The hypothalamus then halts the production of melatonin, a hormone that triggers sleep. At the same time, it increases the production of vasopressin and noradrenaline throughout the brain, which help control our sleep cycles. At about 10 am, the body’s rising temperature drives up our energy and alertness, and later in the afternoon, it also improves our muscle activity and coordination. Bright screens at night can confuse these signals, which is why binging on TV before bed makes it harder to sleep. But sometimes we need to be even more precise when telling the time, which is where the brain’s internal stopwatch chimes in.
One theory for how this works involves the fact that communication between a given pair of neurons always takes roughly the same amount of time. So neurons in our cortex and other brain areas may communicate in scheduled, predictable loops that the cortex uses to judge with precision how much time has passed.
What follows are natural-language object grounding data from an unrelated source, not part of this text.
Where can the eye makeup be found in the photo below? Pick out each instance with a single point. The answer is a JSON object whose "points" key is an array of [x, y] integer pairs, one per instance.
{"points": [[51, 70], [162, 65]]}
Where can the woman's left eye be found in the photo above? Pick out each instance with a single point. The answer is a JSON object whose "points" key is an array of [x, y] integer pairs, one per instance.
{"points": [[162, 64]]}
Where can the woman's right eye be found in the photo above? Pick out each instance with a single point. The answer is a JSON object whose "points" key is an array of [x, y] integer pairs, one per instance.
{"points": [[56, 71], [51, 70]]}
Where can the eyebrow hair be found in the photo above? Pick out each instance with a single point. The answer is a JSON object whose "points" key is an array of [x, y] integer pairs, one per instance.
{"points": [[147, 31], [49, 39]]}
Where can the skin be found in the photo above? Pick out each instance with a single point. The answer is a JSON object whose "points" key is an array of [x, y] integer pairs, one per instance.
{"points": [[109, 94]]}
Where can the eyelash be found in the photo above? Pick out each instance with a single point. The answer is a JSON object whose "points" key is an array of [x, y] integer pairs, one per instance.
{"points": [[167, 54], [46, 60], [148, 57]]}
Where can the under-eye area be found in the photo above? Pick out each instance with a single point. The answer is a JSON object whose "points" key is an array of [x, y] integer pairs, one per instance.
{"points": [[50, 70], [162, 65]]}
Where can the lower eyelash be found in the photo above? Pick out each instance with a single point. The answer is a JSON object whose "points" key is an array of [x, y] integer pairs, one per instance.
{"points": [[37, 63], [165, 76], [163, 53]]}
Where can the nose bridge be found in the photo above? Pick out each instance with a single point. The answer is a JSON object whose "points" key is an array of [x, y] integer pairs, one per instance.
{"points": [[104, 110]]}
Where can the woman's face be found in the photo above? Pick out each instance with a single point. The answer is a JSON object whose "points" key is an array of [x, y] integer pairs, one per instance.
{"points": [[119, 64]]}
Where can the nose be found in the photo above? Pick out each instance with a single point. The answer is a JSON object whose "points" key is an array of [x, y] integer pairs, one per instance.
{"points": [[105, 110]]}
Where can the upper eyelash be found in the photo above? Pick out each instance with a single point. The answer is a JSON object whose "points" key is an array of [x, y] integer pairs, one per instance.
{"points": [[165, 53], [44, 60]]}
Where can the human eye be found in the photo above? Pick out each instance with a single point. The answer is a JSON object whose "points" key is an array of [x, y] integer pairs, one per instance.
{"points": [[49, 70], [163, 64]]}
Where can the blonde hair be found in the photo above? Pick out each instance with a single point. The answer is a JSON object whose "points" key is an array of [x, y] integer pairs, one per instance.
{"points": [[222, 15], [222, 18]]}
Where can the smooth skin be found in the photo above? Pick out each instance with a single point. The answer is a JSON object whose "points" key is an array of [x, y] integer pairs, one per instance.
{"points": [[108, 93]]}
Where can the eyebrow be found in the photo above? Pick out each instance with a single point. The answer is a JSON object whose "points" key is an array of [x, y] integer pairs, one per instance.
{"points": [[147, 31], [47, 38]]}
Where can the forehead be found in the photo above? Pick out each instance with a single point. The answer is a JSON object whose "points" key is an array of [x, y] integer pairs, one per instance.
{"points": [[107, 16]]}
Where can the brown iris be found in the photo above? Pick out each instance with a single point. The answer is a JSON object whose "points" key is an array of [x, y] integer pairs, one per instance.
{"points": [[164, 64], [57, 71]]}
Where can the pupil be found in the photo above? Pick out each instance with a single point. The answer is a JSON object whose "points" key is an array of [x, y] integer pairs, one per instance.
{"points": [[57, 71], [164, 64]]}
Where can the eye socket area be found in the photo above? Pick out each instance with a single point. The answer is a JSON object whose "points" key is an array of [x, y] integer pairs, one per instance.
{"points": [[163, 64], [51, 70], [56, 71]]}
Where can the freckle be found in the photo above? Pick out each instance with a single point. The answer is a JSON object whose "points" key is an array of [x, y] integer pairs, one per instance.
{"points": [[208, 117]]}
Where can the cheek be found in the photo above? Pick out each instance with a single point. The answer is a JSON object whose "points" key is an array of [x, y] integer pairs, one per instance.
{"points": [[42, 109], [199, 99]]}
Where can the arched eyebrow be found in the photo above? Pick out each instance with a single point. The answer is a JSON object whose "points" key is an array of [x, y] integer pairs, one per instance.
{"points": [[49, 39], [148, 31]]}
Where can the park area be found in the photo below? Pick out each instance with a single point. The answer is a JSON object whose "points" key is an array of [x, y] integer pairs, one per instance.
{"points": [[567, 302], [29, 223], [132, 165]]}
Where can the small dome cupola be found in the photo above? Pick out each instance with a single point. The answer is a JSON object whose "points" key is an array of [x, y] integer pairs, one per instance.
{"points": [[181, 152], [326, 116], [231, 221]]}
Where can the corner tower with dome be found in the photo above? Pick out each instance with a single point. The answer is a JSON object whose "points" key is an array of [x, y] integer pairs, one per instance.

That creates our perception of time. In his cave, Siffre made a fascinating additional discovery about this. Every day, he challenged himself to count up to 120 at the rate of one digit per second.
Over time, instead of taking two minutes, it began taking him as long as five. Life in the lonely, dark cave had warped Siffre’s own perception of time despite his brain’s best efforts to keep him on track. This makes us wonder what else influences our sense of time. And if time isn’t objective, what does that mean? Could each of us be experiencing it differently? Only time will tell.